Tu sei siracusano DOC: quando sei fuori per lavoro, cosa ti manca di più della tua città e come vedi il futuro di Siracusa?

«Ho vissuto 16 anni fuori da Siracusa, la mia città. E solo chi è stato lontano come me, può ben comprendere lo stato d’animo di chi, per motivi di lavoro od altro, deve vivere fuori. A me, dico sempre, è mancata la “terra”, intesa come sicilianità autentica: quanto più stai lontano tanto più ti manca. Noi siamo un popolo di “lamentosi”. A Siracusa, è vero, sono tanti i problemi che si cerca da decenni di risolvere: la malasanità, le strade non asfaltate, le periferie dimenticate. Di contro, però, cosa siamo costretti a vedere? Incivili che sporcano la città, auto parcheggiate ovunque e… mi fermo qui. Ho vissuto tre anni in Svizzera, dove tutto funziona, a meraviglia. Ma il mio cuore è sempre stato rivolto a Siracusa. A Palazzo Borgia, tra le tante attività, mi occupo di una serie di servizi per i turisti e faccio loro le domande sui luoghi della città. “Beatiful Syracuse, yes!” – mi ripetono. C’è però, sempre, una nota dolente, le strade sporche, alcuni servizi che funzionano a rilento ed altro ancora. Ecco, proprio lì ho il termometro della situazione, perché questa è l’idea che mi dà il turista, quando viene a Siracusa: “pregi si ma, purtroppo, anche difetti“. L’amministrazione fa quel che può. E noi cittadini?».  

Hai da poco raggiunto un traguardo importante per ogni essere umano: mezzo secolo di vita. Che rapporto hai con il tempo che scorre?

«E chi può negarlo? Il tempo scorre inesorabilmente. Sarà scontata la mia risposta ma è incontestabile: l’importante è vivere in salute! Vivo questo periodo in gran forma. Sono bello carico e ad ogni serata mi impegno, con lo stesso entusiasmo, lo stesso vigore di vent’anni fa. Certo, ma questo è naturale, ho abbassato un po’ i ritmi e la pennichella pomeridiana, non me la deve togliere nessuno. Io sostengo sempre che bisogna apprezzare ogni attimo della nostra vita, senza “se” e senza “ma”. Il tempo bisogna anche saperlo investire bene: nelle amicizie, nella famiglia e nel poter periodicamente viaggiare che per me è fondamentale».

C’è più talento nella spontaneità o nello studio?

«Il mio lavoro, al 90% è fatto di spontaneità; è chiaro, però, che alla base ci deve essere un “canovaccio” strutturale che serve a “rompere” il ghiaccio nei vari eventi.

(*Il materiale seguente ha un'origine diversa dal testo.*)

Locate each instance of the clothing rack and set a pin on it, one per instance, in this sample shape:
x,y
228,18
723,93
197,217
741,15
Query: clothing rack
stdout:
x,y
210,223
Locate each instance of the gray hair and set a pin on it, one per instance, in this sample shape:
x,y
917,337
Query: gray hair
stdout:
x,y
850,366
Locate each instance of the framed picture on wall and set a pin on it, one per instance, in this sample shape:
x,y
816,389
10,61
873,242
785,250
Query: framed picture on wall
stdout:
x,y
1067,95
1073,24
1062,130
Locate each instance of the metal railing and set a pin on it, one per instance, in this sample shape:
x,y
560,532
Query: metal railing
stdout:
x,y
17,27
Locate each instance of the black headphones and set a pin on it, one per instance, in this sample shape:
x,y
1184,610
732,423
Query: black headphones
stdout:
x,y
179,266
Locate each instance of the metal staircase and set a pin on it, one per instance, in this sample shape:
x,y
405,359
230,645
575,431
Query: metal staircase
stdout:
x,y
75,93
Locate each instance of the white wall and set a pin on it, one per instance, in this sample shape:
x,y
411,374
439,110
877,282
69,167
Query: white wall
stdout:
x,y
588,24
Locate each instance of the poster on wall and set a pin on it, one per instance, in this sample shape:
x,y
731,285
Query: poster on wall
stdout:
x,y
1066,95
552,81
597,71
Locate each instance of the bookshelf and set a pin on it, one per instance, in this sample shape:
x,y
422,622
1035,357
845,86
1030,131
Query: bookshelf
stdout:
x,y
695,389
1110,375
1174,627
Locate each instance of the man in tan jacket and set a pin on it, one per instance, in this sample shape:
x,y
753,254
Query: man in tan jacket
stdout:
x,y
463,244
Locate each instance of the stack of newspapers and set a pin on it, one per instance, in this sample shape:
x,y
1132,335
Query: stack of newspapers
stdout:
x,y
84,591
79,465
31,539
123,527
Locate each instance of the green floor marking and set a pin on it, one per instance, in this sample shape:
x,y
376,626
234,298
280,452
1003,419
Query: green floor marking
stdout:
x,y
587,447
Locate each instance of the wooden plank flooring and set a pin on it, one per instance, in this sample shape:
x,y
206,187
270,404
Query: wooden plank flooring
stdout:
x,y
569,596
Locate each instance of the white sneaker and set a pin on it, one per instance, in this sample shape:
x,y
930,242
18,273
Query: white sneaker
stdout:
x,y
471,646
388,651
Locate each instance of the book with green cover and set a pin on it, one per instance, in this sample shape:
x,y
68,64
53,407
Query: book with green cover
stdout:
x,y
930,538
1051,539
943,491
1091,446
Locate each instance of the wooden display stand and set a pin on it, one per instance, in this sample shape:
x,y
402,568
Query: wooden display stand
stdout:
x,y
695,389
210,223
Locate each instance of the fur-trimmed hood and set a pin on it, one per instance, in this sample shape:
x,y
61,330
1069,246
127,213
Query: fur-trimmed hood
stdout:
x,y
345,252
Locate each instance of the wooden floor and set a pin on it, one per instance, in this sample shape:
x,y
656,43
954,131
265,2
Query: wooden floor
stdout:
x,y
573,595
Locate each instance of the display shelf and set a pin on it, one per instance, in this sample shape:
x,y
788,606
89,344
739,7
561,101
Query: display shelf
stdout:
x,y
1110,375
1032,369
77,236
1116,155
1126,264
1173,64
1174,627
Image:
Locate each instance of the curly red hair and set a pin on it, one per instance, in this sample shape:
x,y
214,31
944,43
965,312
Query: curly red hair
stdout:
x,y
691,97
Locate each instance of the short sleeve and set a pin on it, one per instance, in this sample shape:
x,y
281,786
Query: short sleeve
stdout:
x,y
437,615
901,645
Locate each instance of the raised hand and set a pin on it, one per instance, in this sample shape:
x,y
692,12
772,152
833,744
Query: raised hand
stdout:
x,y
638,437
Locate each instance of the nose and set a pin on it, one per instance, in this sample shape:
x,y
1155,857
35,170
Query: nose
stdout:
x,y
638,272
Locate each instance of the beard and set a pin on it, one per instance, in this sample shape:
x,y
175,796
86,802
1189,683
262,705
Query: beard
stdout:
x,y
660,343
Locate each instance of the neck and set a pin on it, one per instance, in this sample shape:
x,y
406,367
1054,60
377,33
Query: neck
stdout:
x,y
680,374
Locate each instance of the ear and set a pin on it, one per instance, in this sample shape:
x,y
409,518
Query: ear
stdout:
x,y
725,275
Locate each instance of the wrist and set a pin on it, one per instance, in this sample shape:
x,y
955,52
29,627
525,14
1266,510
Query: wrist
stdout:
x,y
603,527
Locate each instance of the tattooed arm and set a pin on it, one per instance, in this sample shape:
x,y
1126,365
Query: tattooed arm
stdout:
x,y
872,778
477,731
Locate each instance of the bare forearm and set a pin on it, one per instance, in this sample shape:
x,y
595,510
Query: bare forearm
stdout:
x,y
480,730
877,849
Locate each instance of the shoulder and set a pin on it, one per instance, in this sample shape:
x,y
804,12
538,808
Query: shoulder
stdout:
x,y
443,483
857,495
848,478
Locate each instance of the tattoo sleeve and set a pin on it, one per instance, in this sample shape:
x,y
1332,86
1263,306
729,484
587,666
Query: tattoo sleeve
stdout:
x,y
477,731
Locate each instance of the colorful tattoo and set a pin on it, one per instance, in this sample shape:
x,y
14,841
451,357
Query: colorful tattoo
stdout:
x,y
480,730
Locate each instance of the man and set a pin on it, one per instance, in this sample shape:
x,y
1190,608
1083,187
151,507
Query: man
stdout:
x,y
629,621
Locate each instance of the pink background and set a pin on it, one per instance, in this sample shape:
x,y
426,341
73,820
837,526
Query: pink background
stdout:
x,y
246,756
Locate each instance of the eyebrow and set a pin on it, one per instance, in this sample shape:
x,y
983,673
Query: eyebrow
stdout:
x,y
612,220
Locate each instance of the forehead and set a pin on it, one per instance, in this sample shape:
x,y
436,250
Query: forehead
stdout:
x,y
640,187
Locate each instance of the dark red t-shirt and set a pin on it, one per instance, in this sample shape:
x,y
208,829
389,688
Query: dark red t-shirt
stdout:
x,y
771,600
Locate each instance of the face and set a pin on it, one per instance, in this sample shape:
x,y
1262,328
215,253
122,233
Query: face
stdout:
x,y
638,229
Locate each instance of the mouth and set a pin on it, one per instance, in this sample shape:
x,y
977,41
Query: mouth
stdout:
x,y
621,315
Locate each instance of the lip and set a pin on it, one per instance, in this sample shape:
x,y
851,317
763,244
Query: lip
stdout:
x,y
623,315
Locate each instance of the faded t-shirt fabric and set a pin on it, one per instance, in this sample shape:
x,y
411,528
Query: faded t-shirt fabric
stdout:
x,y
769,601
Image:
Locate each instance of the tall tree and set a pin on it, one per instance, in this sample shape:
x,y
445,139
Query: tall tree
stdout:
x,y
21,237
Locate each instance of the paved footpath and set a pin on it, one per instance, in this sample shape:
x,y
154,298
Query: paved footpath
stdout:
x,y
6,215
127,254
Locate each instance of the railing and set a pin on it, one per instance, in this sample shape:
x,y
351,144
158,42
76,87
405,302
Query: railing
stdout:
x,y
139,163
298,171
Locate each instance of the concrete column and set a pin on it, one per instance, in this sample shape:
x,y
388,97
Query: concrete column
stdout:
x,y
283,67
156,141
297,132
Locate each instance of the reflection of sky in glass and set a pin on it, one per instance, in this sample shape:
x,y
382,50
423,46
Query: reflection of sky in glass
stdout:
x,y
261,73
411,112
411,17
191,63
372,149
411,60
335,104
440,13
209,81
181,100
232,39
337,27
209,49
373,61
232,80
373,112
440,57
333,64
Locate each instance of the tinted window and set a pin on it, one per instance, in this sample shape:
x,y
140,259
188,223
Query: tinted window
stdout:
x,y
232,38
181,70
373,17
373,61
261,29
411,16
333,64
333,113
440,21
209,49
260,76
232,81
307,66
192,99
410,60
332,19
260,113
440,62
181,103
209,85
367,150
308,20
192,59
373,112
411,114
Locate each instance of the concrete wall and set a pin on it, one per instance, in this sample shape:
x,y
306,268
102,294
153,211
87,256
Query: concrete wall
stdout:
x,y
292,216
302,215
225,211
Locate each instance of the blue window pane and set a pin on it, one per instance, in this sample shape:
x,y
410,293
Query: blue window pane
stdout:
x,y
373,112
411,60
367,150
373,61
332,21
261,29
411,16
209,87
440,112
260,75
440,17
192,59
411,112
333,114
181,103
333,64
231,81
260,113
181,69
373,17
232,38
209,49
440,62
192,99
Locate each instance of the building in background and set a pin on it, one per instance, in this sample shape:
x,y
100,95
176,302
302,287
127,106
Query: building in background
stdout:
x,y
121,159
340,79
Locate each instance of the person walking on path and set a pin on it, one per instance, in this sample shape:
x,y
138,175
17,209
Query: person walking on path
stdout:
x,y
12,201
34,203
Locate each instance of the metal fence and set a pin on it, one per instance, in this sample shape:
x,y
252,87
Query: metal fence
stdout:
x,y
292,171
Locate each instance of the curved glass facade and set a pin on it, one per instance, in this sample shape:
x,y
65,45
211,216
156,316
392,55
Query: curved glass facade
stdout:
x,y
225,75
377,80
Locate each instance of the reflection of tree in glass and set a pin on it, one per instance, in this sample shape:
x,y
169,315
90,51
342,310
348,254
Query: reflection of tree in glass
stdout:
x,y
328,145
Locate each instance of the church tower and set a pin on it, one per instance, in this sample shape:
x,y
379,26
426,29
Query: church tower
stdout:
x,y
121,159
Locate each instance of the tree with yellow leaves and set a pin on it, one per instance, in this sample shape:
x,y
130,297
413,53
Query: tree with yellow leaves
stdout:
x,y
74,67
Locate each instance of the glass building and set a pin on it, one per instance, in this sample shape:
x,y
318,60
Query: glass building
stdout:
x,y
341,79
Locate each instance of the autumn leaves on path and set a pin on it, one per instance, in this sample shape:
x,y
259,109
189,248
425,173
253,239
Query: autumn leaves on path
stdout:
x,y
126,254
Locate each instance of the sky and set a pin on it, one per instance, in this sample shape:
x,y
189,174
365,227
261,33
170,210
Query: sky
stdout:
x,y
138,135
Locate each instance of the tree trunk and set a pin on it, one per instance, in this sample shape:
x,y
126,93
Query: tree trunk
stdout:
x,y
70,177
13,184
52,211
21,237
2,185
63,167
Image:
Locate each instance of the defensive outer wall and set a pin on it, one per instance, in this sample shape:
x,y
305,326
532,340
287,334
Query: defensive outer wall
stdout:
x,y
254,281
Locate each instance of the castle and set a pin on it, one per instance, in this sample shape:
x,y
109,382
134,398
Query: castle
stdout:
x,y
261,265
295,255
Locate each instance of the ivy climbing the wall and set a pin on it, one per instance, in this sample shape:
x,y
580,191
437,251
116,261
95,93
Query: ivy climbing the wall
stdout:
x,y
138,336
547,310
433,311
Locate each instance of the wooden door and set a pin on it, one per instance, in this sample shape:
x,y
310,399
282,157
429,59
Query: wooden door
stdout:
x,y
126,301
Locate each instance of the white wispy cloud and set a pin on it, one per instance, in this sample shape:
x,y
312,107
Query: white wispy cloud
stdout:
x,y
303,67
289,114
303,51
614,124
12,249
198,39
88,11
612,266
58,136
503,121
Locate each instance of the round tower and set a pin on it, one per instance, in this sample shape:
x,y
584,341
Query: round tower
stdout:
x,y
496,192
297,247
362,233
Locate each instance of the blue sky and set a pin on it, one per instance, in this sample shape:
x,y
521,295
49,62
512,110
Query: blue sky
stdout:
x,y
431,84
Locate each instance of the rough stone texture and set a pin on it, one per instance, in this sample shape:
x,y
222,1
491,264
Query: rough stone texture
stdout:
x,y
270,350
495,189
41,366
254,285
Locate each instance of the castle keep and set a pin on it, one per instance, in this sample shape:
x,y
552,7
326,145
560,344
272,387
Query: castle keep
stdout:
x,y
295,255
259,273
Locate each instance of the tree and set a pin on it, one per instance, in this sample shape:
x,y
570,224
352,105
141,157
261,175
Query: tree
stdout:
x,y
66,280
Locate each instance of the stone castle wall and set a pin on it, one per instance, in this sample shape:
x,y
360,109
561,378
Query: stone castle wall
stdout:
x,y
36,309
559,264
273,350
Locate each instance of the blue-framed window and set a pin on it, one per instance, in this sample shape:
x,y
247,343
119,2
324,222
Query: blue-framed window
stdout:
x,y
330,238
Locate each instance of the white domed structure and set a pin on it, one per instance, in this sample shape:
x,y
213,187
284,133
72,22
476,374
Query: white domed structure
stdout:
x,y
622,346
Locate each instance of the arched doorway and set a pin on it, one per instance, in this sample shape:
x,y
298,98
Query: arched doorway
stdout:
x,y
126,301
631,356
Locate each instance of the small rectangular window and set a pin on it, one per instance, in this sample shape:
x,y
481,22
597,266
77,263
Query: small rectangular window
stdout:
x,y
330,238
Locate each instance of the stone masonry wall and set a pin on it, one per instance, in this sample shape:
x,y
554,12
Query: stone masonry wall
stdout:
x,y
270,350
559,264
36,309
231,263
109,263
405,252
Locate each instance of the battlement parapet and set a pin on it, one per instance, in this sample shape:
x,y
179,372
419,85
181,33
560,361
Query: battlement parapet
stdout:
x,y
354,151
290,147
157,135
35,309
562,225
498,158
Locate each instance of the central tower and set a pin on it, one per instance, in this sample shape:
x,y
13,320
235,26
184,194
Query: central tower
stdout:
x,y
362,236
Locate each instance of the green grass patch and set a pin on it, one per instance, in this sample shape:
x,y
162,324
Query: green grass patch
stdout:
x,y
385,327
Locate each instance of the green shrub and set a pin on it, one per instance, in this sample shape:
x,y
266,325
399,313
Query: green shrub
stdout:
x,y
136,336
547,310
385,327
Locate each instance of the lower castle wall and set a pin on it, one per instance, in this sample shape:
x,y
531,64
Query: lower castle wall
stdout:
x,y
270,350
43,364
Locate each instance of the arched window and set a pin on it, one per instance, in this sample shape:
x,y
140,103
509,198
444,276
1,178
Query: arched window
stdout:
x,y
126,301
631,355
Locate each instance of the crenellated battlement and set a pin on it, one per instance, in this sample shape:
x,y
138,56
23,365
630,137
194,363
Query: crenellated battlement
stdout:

Alla fine di ogni stagione mi documento molto su YouTube: vado a conoscere le novità, rifletto su ciò che vedo e poi, le adatto alla mia personalità, al mio estro. Durante gli eventi in cui partecipo, è palpabile per me l’umore delle persone. Le guardi e subito devi capire la situazione della serata e viverla, adattandoti».

C’è un modo per durare nel tempo?

«Se tu lo conosci dimmelo, Salvo (e sorride). Per me avere sempre la stessa voglia di fare, rappresenta un punto essenziale. Nella mia attività, per non annoiarti e non annoiare, devi cercare stimoli nuovi. Io non conosco l’ozio, la monotonia, sono sempre in movimento. Seguo alcune attività anche da remoto, perché tutto ciò mi rende felice. Io dico sempre: “Il giorno in cui non farò più nulla è perché mi è passata la voglia”».

Cosa ti lascia nel cuore la fine di ogni serata?

«La soddisfazione di aver fatto bene il mio lavoro e il grazie sincero di chi mi ha seguito».